My test-data looks like this: (it's graph-like)
elemuid <- c(1, 2, 3, 4, 5, 6, 7)
timestamp <- c("2018-02-10 23:00:00", "2018-02-10 23:01:00", "2018-02-10 22:59:00", "2018-02-10 22:40:00", "2018-02-10 22:39:00", "2018-02-10 22:37:00", "2018-02-10 23:01:00")
from <- c(10, 8, 2, 12, 7, 8, 9)
to <- c(9, 10, 10, 3, 12, 7, 8)
value <- c(56, 26, 60, 50, 90, 80, 50)
df <- data.frame(elemuid, timestamp, from, to, value)

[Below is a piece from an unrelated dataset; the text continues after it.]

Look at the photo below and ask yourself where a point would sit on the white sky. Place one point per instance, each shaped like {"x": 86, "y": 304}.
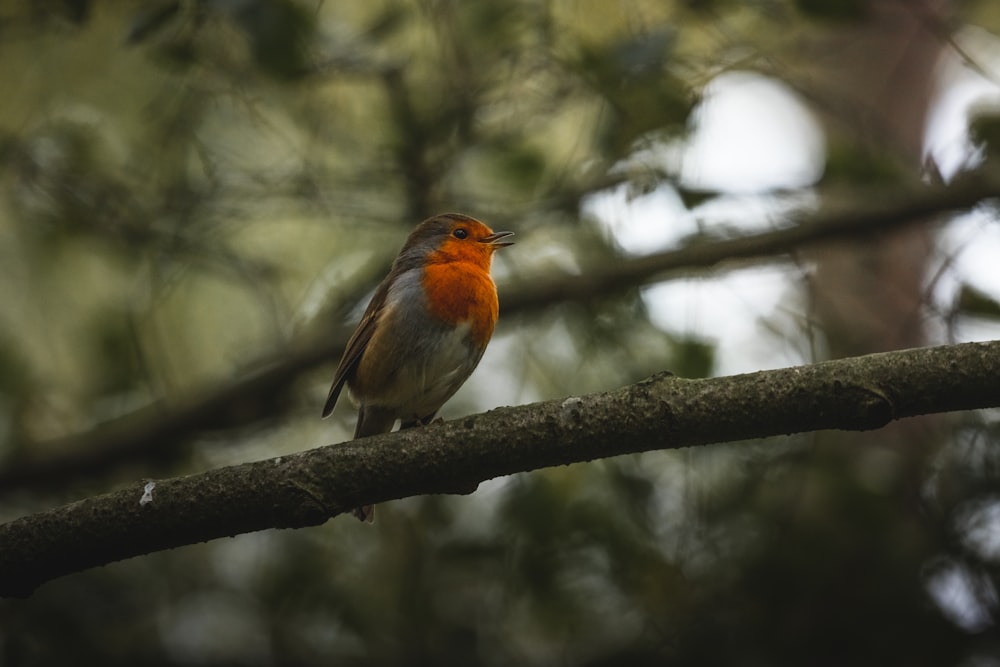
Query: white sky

elemuid timestamp from to value
1 2018-02-10 23:00:00 10 9 56
2 2018-02-10 23:01:00 8 10 26
3 2018-02-10 22:59:00 2 10 60
4 2018-02-10 22:40:00 12 3 50
5 2018-02-10 22:39:00 7 12 90
6 2018-02-10 22:37:00 8 7 80
7 2018-02-10 23:01:00 9 8 50
df <- copy_to(sc, df)
As you can see, the spark-dataframe is unsorted. I am looking for some functionality in sparklyr to build pairs withing a 3-minutes-window. So for example rows with ID 3, 1, 7 should build a pair, because they share a valid from-to-realtionship (2 -> 10 -> 9 -> 8) AND are within a time-window of 3 minutes. (perfect example in a messy world)

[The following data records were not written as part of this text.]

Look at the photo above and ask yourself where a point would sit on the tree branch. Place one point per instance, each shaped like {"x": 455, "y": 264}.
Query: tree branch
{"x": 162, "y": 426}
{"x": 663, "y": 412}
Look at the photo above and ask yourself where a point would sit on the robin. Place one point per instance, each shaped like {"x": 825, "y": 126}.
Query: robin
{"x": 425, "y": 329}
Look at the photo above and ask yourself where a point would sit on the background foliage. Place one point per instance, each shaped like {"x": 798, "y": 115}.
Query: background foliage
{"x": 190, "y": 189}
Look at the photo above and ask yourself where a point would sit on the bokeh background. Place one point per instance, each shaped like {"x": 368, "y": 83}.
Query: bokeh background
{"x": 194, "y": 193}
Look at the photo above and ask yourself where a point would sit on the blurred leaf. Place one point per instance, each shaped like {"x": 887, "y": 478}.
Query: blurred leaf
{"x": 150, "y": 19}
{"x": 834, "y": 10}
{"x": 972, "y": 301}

Nevertheless the result should look like this:
elemuid1 elemuid2 elemuid3 timestamp1 timestamp2 timestamp3 from to value1 value2 value3
3 1 7 2018-02-10 22:59:00 2018-02-10 23:00:00 2018-02-10 23:01:00 2 8 60 56 50
That's a really difficult task for me, a sparklyr-beginner. My problem is that I have multiple elemuid at one and the same date. Ordering is for this reason pretty tough. I hope that some can help me. Thank you!